Quatre ans après l’assassinat de l’ancien président Jovenel Moïse, la justice haïtienne peine toujours à instruire ce dossier emblématique. En cette date commémorative, le Centre d’analyse et de recherche en droits de l’homme monte une fois de plus au créneau. Dans une note publique, l’organisation dénonce l’immobilisme judiciaire et renouvelle son plaidoyer pour la mise en place d’un tribunal spécial ou d’une chambre spéciale en Haïti, seule solution selon elle pour faire la lumière sur ce crime d’État.
En effet, dans la nuit du 6 au 7 juillet 2021, le président Jovenel Moïse a été sauvagement assassiné dans sa résidence privée à Pèlerin 5, en présence de son épouse. Le crime a été perpétré par un commando lourdement armé, composé de mercenaires, principalement colombiens, et d’anciens agents liés aux services de renseignement américains. Plusieurs responsables des unités spécialisées chargées de sa sécurité, telles que le CAT-TEAM, l’USGPN et l’USP, sont soupçonnés de complicité passive ou active, suivant le rapport.
Le CARDH rappelle qu'aux États-Unis, six accusés ont déjà été condamnés par la justice fédérale, dont Rodolphe Jaar, John Joël Joseph, Joseph Vincent, Germán Alejandro Rivera García, Mario Antonio Palacios Palacios et Frederick Bergmann. Cinq autres attendent leur jugement. En Haïti, malgré les nombreuses promesses, le dossier reste enlisé. Aucun procès n’a été ouvert.
Dans son communiqué publié à l’occasion de ce quatrième anniversaire, le CARDH insiste sur le fait que les institutions haïtiennes, dans leur configuration actuelle, ne sont ni prêtes ni capables d’offrir justice dans cette affaire. L’organisation estime que seule la mise en place d’un tribunal spécial ou d’une chambre spéciale permettrait de garantir une instruction rigoureuse et indépendante. Elle précise qu’il ne s’agit pas de créer un tribunal international, mais plutôt une juridiction hybride, élaborée en collaboration avec des instances internationales tout en respectant la souveraineté nationale.
Le CARDH rappelle qu’il plaide pour cette structure exceptionnelle depuis le 19 août 2021. Pour l’organisation, ce type de juridiction offrirait une voie crédible pour juger les responsables de l’assassinat, tant les exécutants que les commanditaires intellectuels et financiers. Elle évoque l’intérêt de cette formule dans la recherche de vérité et la consolidation de l’État de droit, tout en renforçant la confiance du peuple dans les institutions de justice.
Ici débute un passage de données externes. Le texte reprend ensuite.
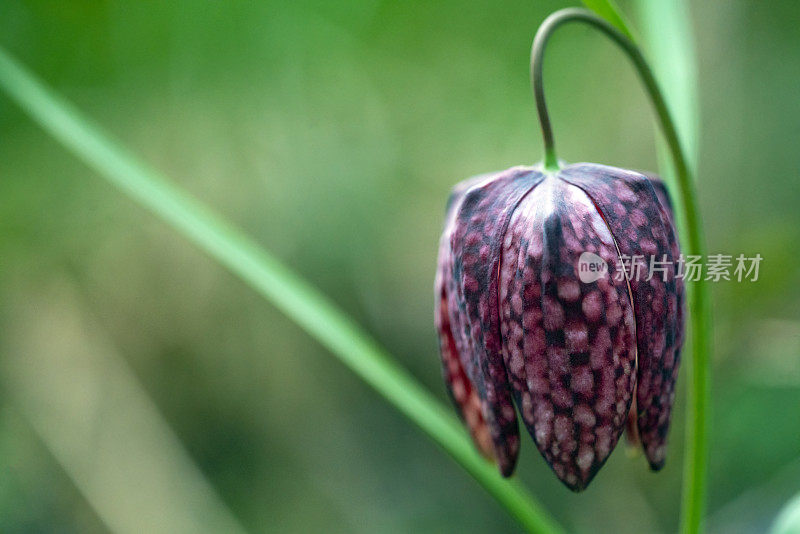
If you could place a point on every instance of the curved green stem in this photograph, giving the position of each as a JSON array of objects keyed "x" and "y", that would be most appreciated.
[{"x": 697, "y": 407}]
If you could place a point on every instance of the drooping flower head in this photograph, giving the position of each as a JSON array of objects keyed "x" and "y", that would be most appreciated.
[{"x": 578, "y": 353}]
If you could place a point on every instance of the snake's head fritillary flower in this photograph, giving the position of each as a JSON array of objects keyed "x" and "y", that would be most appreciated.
[{"x": 519, "y": 325}]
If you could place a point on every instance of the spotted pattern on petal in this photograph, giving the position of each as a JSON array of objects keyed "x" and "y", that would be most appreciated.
[
  {"x": 641, "y": 226},
  {"x": 479, "y": 226},
  {"x": 459, "y": 387},
  {"x": 568, "y": 346}
]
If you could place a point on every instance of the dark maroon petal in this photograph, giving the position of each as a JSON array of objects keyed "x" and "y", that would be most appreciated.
[
  {"x": 641, "y": 226},
  {"x": 569, "y": 345},
  {"x": 459, "y": 386},
  {"x": 480, "y": 222},
  {"x": 666, "y": 204}
]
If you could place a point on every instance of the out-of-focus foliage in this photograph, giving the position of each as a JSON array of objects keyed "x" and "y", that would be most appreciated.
[{"x": 333, "y": 131}]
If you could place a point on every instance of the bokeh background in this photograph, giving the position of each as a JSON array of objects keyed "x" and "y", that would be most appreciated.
[{"x": 144, "y": 388}]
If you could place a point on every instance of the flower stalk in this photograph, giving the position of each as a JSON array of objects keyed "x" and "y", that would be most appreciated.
[{"x": 694, "y": 489}]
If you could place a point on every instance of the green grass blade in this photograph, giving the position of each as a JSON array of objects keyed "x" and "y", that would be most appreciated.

Pour le CARDH, ces expériences prouvent que des solutions existent, à condition d’une volonté politique forte et d’un engagement international coordonné. L’organisation souligne que ces structures mixtes ont l’avantage d’être plus flexibles, moins coûteuses et mieux intégrées aux systèmes judiciaires nationaux que les tribunaux pénaux internationaux traditionnels.
Alors qu’une une messe de requiem a été chantée en mémoire du président Moïse ce lundi 7 juillet, le CARDH appelle à transformer ce moment symbolique en un signal fort en faveur de la justice. Pour l’organisation, le temps du recueillement doit céder la place à celui de l’action. Il ne suffit pas de commémorer, il faut juger.